Sind Sie bereit diese Position anzunehmen oder gibt es nun eine Gegenlobby, zum Beispiel von Vertretern der Lehrer oder Direktoren?
Es gibt natürlich auch andere Positionen, das ist ganz klar. Aber habe absolut nicht vor, einer Position, die den aktuellen Entwurf jetzt vielleicht einen guten Rahmen findet, nachzugeben. Denn es ist meine tiefe persönliche Überzeugung, dass dieses Gesetz gemeinsam erarbeitet werden muss. Eine absolute Übereinstimmung wird es zwar bei solch einer schwierigen Materie nie geben. Aber ich hoffe, dass man nun gemeinsam daran arbeitet, zu einer von allen getragenen Grundstruktur zu finden.

Der Gesetzesentwurf hat nicht nur die Landebeiräte von Eltern und Schülern, sondern auch aller drei Sprachgruppen näher zueinander gebracht. Ist Ihnen das recht oder ist nun schon fast zu viel Verhandlungsstärke von Eltern- und Schülervertretern entstanden?
Dass man auch sprachgruppenübergreifend stärker miteinander arbeitet, kann ich nur begrüßen. Das finde ich absolut positiv. Und die Beiratsvertreter haben ja auch selbst deutlich gemacht, dass es sprachgrupenspezifische und gemeinsame Anliegen gibt. Bei letzteren verstärkt zusammenzuarbeiten, ist sicherlich sehr sinnvoll. Das machen wir auch auf politischer Ebene so. Also keine Zusammenarbeit im Sinne der Gleichmacherei, sondern um gemeinsame Anliegen auch gemeinsam niederzuschreiben oder anzugehen.

Klar ist: Mitbestimmung bleibt ein schwieriges Thema...
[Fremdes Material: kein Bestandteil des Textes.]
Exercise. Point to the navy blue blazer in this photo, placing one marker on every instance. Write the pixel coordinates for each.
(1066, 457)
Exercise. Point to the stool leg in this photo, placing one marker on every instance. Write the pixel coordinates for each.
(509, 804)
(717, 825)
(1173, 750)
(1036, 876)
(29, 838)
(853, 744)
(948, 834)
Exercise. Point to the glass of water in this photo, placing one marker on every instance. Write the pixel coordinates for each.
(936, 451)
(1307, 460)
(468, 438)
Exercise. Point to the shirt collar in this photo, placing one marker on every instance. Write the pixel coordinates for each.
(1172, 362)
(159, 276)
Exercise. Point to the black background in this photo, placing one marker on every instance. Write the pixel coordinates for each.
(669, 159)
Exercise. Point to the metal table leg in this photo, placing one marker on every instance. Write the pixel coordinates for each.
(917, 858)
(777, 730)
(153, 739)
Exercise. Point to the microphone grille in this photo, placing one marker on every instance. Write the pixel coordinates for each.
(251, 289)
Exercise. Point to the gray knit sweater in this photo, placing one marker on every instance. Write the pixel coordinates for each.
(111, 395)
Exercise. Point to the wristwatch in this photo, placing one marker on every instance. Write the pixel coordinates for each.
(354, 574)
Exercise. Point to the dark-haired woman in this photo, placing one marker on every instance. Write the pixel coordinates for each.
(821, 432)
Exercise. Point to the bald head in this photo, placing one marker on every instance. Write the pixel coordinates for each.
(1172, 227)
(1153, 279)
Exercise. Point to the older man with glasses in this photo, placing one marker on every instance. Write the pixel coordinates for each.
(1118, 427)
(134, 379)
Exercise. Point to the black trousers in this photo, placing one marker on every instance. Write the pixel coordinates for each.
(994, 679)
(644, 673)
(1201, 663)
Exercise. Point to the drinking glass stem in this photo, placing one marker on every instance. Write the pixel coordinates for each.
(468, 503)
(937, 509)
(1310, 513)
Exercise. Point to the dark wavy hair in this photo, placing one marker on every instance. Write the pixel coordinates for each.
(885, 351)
Das sicher. Auch wenn ich die aktuelle Diskussion keineswegs als negativ empfinde. Ich fühle mich also nicht als Durchfaller, sondern finde, man muss sich bei einer solchen Diskussion im ersten Moment auch einmal etwas trauen. Natürlich kann das dann vielleicht auch Irritation hervorrufen. Wichtig ist, dass man dann nicht stur weitergeht und sagt, nur meine Vorstellung wird umgesetzt. Doch das war nie mein Ansinnen.